The day I read Self-Reliance was the day I realized that it is not a bad thing to live a "flighty" lifestyle and to let myself be influenced by my shifting surroundings. Who I am today is just as awesome as who I was four years ago, albeit completely different women. 


However, the cultural upbringing from which I fled? It doesn't agree. To the influences of my childhood, I am a "lost sheep", a "prodigal son". I am "going through a phase". To the influences of my childhood, I am forced to hide every realization I've had over the last year--about religion, about sexuality, about morality, and about how I feel about myself. I do not want to be a part of a society that shames individuals for their identity, particularly when there is absolutely nothing wrong with the way individuals identify themselves. Here's the thing about identity: it belongs to the individual. It aligns with the moral code of the individual. And by the inherent nature of moral codes, there is nothing wrong with having a different moral code than the norm or any other individual. Because, guess what? Moral codes are defined by the individual. Sure, the individual can choose to adopt a common moral code, but that does not decrease the ownership by the individual of the system of values that person has chosen to adopt. As long as moral codes rest on differing premises (as practically all of them do), any discrepancy between them cannot be necessarily faulted--only in corrupt logic is it possible for a system of values to be corrupt. But it is up to the owner of that system of values to identify the flawed logic in the system and amend (or not amend) the moral code accordingly. Additionally, there is a difference between an opposing moral code and a lack of a moral code--the latter of which is virtually impossible to any sentient being. 
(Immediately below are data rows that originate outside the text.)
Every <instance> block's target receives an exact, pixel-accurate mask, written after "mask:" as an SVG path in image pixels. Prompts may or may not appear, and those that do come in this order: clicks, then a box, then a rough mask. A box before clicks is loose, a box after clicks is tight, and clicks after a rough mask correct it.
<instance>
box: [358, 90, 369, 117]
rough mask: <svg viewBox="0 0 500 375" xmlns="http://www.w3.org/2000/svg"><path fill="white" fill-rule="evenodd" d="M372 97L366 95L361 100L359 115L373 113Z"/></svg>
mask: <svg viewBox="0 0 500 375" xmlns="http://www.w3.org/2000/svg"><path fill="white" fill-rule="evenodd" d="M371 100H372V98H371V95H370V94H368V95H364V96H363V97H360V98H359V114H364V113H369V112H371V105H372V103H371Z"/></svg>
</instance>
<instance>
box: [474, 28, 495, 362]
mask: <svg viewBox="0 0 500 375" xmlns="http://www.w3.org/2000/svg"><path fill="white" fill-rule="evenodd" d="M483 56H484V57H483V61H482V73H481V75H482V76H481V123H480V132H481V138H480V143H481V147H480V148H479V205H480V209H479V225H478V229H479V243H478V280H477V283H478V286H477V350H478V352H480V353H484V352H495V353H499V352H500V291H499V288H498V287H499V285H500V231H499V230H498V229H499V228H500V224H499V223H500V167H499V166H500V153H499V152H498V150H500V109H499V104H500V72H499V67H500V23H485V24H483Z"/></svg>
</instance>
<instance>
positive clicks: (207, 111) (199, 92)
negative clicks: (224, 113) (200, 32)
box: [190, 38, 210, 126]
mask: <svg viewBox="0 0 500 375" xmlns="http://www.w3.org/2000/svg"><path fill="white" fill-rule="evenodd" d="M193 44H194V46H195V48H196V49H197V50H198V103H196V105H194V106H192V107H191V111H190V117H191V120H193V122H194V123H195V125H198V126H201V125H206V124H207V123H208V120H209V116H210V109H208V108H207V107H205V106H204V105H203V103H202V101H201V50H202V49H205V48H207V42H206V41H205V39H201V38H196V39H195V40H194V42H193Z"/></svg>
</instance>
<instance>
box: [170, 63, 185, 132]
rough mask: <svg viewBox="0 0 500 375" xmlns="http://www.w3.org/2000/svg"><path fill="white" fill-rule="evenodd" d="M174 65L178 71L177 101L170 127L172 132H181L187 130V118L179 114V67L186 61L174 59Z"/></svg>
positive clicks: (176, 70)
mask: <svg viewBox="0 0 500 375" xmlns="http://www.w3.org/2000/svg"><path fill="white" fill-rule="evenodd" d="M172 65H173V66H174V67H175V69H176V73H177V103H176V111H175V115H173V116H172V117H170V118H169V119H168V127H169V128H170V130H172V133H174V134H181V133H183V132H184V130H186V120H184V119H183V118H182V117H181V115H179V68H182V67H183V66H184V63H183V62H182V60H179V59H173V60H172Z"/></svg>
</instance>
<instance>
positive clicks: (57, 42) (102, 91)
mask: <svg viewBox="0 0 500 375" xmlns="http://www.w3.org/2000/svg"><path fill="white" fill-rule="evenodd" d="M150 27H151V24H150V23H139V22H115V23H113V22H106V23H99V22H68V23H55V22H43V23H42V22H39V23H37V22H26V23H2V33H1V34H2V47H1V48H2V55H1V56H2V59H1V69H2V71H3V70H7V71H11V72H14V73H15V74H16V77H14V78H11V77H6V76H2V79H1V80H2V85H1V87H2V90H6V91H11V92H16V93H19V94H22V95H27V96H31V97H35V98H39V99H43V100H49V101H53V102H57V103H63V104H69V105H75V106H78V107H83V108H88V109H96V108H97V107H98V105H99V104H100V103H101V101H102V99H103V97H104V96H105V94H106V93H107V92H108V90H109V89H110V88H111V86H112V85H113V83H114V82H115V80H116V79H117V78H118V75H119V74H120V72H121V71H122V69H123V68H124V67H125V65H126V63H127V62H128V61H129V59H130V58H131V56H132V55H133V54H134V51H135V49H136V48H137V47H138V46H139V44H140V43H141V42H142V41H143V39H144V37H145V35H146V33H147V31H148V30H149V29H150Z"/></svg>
In about three weeks, I'm heading back to my home town. Consequently, I'm ironing my habitual cussing out of my vocabulary (although cuss words are largely arbitrarily founded and their omission discredits human sexuality). I will be forced by fear to remain silent about my opinions on who I'm attracted to, if I care about who other people are attracted to, what women are or aren't allowed to do with their bodies, what constitutes marriage,   how I understand the world to operate, how I understand myself to operate, and how much I love the way I am. By the way, the fact that I am imposing this on myself is absolutely ridiculous and stupid--there is nothing fundamentally wrong about any aspect of my identity (nor is there anything fundamentally wrong about any aspect of anyone's identity). The fact that I have to feign shamefulness of who I have grown to become, or rather, who I am, is shameful in and of itself. 


Here's what I want to see happen in the world: I want people not to be criticized for their identity, but rather how they treat the identity of others. I want moral codes not to be evaluated not on their premises or conclusions, but rather, on their logic. And I want to go home, and tell everyone I love and hate exactly who I am and be just as safe and respected before and after.